Piccola nota a margine, e poi torno ai messaggi, al desiderio, al piacere, Simona Norato non è parte del Festivalino di Anatomia Femminile, nonostante sia stata a pieno titolo colei che me lo ha ispirato perché non è dell’idea che sia sensato parlare di cantautorato femminile. Ritiene che femminile non sia un genere musicale, e ha forse in parte ragione. Io la vedo diversamente, il fatto che non ci sia, ca va sans dire, mi spiazza, certo, ma con estremo rispetto.
Torniamo al messaggio da cui tutto è partito.
È tardi, sono le undici passate, credo. Ricevo un messaggio da Serena Ganci. Ci vogliamo molto bene, seppure non ci siamo mai incontrati, a volte la vita ti lega anche a distanza, sempre che sia distanza il vivere a oltre mille chilometri di distanza.
Mi gira un brano, con poche parole di accompagnamento, “Et voilà. Il brano si intitola Sexophilia”. Non servono spiegazioni, già so. Serena mi ha detto, infatti, di essersi di nuovo incontrata con Simona, dopo anni. Mi ha anche detto di aver fatto una cosa con lei.
Eccola.
Sexophilia.
È una canzone che di colpo mi proietta in quel mondo laterale che era il mondo con il quale le ho conosciute, dieci anni fa, ma in realtà è un altro mondo, le ragazze di trent’anni di allora ora sono donne, più spigolose, dannatamente sensuali, disturbanti e conturbanti come l’arte in certi casi sa e deve fare.

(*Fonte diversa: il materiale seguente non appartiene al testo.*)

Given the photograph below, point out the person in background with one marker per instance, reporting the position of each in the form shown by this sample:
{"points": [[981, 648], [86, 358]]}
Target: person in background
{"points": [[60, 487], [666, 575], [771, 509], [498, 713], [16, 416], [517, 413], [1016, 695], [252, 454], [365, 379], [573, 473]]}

La canzone, muove i passi da un testo di Henry Miller nel quale si parla di fiche meccaniche e di una visione decisamente eversiva della sessualità, stando almeno ai nostri canoni bigotti e ingessati. Il brano, del resto, è stato inciso per una mostra di disegni erotici di Francesco De Grandi e Daniele Franzella, come colonna sonora, e inizialmente vedeva la presenza nel progetto anche di Veronica Lucchesi de La Rappresentante di Lista, altro duo incredibile, e questo mi dà lo spunto per pensare che Palermo, oggi come oggi, sia uno dei posti decisamente più artisticamente potenti di tutta Italia, e forse anche non solo dell’Italia. Anche solo pensare le loro tre voci insieme mi emoziona, magari sarà per un’altra volta.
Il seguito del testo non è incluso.